Just, Initially, probably like most, at the beginning, I was looking for that magic bullet that would save the marriage. Then when it didn't seem like it was working, I thought about it and realized that I needed to make these chnages and if in the end it didn't move her to work together, then, yes, and not in a cocky way; but her loss. It does make me sad; because if these are the true reasons for us being apart, then it only takes some trust to believe in someone and try. If you truly love somoen, you will see that. For instance, I don't think anyone would blame me if I walked away from someone who had an affair; but I think as much as it hurts me that she did that, I would give her understanding and though I don't approve of what happened, I understand that at a weak moment she felt lonely. the difference between her and I on that is that I would never have done that with a married woman.
I guess right now, I am lonely and just want something to break for me, whether it be her or someone else. You know, a few opportunities to do some souple things with someone. the type of stuff that you can't really do with your buddies or by yourself.
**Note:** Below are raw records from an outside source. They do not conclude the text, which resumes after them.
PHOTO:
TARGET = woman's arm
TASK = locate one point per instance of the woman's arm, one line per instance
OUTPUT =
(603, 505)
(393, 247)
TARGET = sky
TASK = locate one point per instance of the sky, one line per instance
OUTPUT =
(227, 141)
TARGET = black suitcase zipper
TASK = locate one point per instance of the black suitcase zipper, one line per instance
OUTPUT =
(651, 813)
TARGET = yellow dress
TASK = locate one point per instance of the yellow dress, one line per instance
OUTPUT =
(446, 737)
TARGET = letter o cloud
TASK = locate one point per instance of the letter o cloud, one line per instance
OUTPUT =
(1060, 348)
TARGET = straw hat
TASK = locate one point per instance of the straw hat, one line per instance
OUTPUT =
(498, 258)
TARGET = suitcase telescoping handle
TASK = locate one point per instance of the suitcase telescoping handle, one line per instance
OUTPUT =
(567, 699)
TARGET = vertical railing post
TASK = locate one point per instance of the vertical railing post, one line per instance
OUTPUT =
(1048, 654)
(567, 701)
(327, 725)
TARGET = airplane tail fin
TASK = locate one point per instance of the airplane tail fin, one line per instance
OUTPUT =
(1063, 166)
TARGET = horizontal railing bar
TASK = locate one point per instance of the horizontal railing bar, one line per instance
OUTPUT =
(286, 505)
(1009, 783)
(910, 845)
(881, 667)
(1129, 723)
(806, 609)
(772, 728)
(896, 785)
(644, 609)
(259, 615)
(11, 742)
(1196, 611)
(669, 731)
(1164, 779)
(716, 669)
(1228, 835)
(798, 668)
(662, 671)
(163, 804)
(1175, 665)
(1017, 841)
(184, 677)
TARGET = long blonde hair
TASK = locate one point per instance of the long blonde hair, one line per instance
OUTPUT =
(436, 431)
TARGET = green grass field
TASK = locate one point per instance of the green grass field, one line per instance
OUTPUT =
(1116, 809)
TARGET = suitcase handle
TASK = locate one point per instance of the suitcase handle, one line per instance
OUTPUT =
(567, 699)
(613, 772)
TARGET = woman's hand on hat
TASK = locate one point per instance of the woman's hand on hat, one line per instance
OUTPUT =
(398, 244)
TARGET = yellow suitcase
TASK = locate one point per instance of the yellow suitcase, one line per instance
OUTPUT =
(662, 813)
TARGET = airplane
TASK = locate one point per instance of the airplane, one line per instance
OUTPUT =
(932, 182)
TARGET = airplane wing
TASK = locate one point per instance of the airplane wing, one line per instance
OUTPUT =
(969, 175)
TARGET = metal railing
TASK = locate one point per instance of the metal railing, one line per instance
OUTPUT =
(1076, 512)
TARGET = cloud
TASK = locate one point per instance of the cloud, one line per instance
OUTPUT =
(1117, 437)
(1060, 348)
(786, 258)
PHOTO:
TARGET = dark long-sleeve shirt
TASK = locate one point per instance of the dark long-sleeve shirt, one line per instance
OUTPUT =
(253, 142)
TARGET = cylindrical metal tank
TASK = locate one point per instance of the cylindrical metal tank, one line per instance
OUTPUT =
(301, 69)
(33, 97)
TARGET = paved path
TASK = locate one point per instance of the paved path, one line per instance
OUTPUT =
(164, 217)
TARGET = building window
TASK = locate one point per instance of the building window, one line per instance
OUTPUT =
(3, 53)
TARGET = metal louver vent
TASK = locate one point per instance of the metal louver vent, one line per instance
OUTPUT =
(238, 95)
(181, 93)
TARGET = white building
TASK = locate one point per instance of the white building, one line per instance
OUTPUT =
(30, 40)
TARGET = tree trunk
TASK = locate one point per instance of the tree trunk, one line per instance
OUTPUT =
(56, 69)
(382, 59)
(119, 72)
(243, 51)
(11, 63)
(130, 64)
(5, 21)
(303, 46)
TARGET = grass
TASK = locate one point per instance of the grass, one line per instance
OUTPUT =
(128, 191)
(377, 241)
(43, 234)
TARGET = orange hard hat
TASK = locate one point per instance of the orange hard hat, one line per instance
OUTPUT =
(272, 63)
I also, wish that I could talk to her about all of this. I think she isn't totally ready; but I feel like alot of things got misunderstood that I said during our marriage and that alot of my thoughts on things have chagned too as a result of this. Unfortunately, that goes against all of the DBing stuff. And like I said, I am not sure she is ready yet. I still see her processing guilt over the OM and other things she has done in her life to screw it up. This isn't just me saying that, this is based on comments she made. that is why I wonder if there is still hope; but she has to come out of this funk she is in and MLC before it could happen.